Beyond Technique: Breath as Philosophy
What I'm suggesting isn't another approach to breathwork but a fundamental shift in how we understand the practice itself. Instead of treating breath as another tool in our wellness toolkit, we can approach it as a life philosophy - a way of being that infuses all our activities with presence, connection, and authenticity.
This shift moves us from asking "How do I do breathwork correctly?" to "How does conscious breathing support me in living fully?" From "What technique should I use?" to "How can I be present with my breath as it is right now?" From "When will I be fixed?" to "How can I accept and work with what is?"
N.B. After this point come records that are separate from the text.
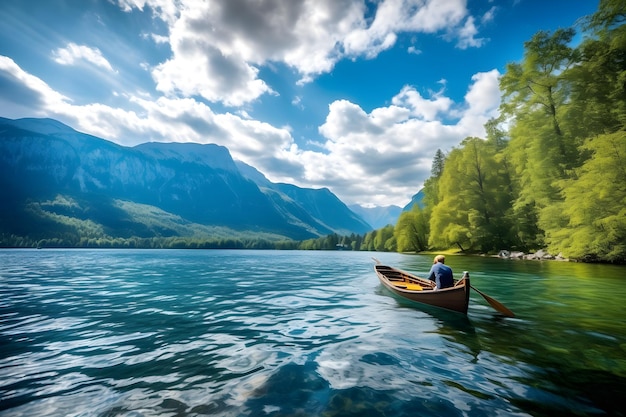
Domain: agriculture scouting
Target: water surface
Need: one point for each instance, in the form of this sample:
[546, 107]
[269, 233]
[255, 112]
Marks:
[301, 333]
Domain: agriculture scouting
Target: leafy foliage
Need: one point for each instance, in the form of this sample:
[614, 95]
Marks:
[551, 173]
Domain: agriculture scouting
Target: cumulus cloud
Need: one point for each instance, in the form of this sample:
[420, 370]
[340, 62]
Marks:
[73, 53]
[219, 46]
[380, 157]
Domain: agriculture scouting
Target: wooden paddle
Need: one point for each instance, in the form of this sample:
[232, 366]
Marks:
[495, 304]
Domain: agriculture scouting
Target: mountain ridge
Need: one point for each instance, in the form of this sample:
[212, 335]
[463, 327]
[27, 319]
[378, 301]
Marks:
[44, 161]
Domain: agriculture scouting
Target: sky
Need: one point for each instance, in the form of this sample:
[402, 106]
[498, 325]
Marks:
[352, 95]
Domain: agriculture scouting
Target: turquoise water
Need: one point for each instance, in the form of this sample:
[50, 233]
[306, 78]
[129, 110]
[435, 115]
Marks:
[302, 333]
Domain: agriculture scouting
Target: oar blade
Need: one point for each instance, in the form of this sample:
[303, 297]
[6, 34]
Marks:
[495, 304]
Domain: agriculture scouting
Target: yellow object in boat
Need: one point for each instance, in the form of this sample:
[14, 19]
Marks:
[408, 286]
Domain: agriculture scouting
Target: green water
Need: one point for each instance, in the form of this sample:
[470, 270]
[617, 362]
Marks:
[302, 333]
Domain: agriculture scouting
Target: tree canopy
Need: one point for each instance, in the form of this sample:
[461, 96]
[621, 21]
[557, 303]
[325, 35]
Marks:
[551, 173]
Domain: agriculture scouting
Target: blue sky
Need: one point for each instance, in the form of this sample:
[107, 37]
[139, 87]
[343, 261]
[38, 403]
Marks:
[351, 95]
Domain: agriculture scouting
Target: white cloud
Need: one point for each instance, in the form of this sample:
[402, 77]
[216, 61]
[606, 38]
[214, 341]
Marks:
[380, 157]
[219, 46]
[73, 53]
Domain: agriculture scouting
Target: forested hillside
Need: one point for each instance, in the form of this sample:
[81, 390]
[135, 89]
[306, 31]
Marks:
[551, 173]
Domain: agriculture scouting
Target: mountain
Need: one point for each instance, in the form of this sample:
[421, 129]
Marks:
[416, 199]
[378, 217]
[58, 182]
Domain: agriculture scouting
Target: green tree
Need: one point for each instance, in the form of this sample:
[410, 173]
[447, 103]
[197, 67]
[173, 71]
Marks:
[411, 230]
[595, 204]
[473, 202]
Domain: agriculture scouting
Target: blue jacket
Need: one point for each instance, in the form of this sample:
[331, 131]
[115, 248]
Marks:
[442, 275]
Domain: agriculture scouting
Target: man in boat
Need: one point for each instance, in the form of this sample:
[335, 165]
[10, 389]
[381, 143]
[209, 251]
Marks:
[441, 273]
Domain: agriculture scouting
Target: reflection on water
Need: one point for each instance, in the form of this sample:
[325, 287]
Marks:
[266, 333]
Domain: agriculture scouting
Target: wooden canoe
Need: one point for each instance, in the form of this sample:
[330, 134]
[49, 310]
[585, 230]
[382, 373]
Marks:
[420, 290]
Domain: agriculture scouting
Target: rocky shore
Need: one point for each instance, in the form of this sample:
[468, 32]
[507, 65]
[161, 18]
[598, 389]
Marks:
[540, 255]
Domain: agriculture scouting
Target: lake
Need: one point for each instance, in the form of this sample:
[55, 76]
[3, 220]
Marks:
[302, 333]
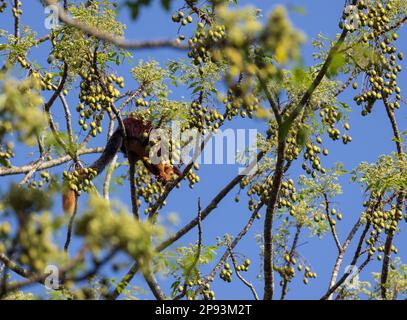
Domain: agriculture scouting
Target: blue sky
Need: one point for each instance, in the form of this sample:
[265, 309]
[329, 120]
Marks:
[371, 138]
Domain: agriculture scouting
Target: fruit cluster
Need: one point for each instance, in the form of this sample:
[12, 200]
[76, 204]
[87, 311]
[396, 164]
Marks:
[383, 72]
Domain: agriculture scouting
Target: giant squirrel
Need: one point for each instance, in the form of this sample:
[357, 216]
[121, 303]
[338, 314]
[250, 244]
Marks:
[137, 135]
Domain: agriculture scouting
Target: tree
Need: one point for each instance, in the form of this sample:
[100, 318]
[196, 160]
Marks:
[235, 66]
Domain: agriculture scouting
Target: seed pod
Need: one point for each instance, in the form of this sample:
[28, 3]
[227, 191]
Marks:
[68, 201]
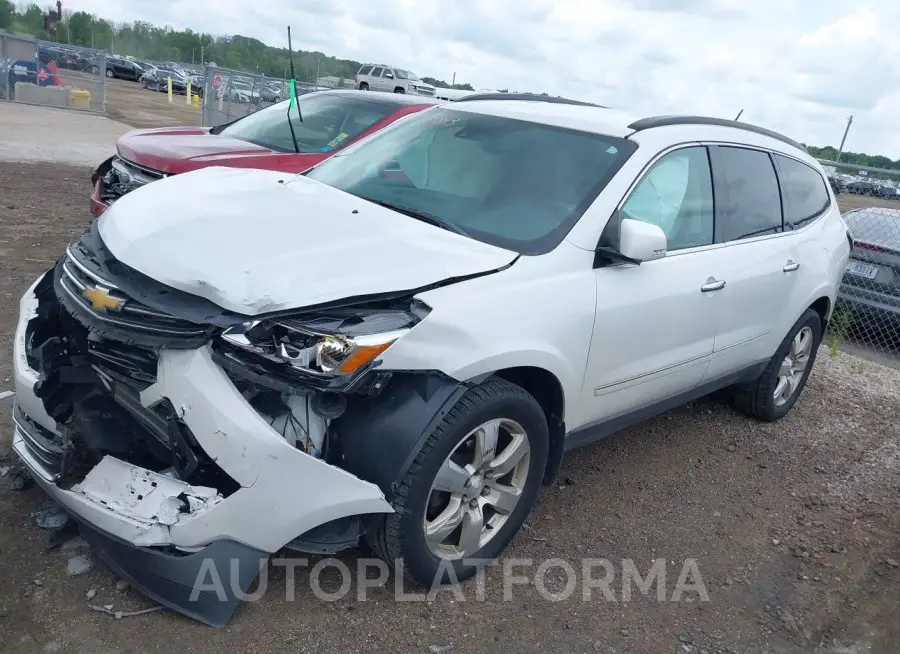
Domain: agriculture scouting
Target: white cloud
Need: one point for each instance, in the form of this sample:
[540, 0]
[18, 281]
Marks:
[797, 66]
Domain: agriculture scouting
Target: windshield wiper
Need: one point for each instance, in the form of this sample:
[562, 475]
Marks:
[431, 219]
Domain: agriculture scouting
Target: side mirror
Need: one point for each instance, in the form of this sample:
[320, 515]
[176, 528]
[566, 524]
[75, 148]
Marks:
[641, 241]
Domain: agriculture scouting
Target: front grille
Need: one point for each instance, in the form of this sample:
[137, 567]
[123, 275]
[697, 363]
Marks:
[125, 176]
[40, 443]
[102, 300]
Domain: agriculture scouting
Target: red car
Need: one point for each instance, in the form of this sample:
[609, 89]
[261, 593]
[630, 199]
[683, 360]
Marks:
[331, 120]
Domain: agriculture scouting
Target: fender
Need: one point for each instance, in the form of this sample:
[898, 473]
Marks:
[377, 438]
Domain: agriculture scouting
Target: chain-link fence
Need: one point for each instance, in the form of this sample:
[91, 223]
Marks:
[867, 314]
[44, 73]
[230, 94]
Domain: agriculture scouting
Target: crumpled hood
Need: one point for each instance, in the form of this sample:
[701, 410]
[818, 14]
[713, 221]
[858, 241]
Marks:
[179, 149]
[256, 241]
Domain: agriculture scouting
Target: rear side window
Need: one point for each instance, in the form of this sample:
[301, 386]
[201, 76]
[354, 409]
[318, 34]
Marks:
[804, 190]
[752, 206]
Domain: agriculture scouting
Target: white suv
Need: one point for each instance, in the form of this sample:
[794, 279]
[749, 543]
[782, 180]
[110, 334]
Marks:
[378, 77]
[402, 343]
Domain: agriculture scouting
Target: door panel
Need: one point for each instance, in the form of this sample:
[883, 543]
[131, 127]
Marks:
[654, 332]
[655, 325]
[759, 293]
[759, 272]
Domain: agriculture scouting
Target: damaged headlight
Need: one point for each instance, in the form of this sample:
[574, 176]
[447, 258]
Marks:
[329, 343]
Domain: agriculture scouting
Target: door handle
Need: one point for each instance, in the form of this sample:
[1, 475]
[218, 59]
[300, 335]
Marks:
[713, 285]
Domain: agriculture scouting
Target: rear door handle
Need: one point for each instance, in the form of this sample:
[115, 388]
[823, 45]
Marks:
[713, 285]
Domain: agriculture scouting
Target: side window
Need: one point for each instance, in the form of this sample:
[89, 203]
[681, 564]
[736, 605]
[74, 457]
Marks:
[677, 196]
[753, 206]
[804, 189]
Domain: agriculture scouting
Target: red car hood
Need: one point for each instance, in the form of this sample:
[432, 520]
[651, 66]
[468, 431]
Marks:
[181, 149]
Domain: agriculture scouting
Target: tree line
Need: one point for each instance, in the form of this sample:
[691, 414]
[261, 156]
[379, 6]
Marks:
[145, 41]
[154, 43]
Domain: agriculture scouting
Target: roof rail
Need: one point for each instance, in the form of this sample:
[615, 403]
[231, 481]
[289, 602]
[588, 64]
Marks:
[666, 121]
[528, 97]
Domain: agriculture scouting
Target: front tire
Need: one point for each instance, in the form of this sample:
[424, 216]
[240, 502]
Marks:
[770, 397]
[470, 487]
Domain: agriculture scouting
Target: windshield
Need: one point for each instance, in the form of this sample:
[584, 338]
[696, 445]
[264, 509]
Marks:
[511, 183]
[329, 122]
This philosophical approach doesn't eliminate the value of technique, community, or even professional guidance. Rather, it provides a foundation that keeps these elements in service to something deeper - your actual lived experience and genuine transformation.
The Invitation
Your next breath is waiting. It doesn't need to be perfect. It doesn't need to solve anything. It doesn't need to be optimised, commodified, or performed for anyone else.
It just needs to be breathed consciously, with presence and acceptance for whatever arises. In that simple act of conscious breathing lies the potential for real change.
Not the kind of change that looks good on Instagram or sells products, but the kind that actually transforms how you relate to yourself, to others, and to the world. The kind that emerges not from doing breathwork but from allowing the breath to breathe you back into your full humanity.
Your breath is already perfect. Your practice doesn't need to be. The change you're seeking isn't in some future moment of perfect technique but in this present moment of imperfect, authentic, fully human breathing.
Take a breath. Not a perfect one. Just the next one. And discover what becomes possible when you stop trying to fix your breathing and start allowing it to restore your wholeness.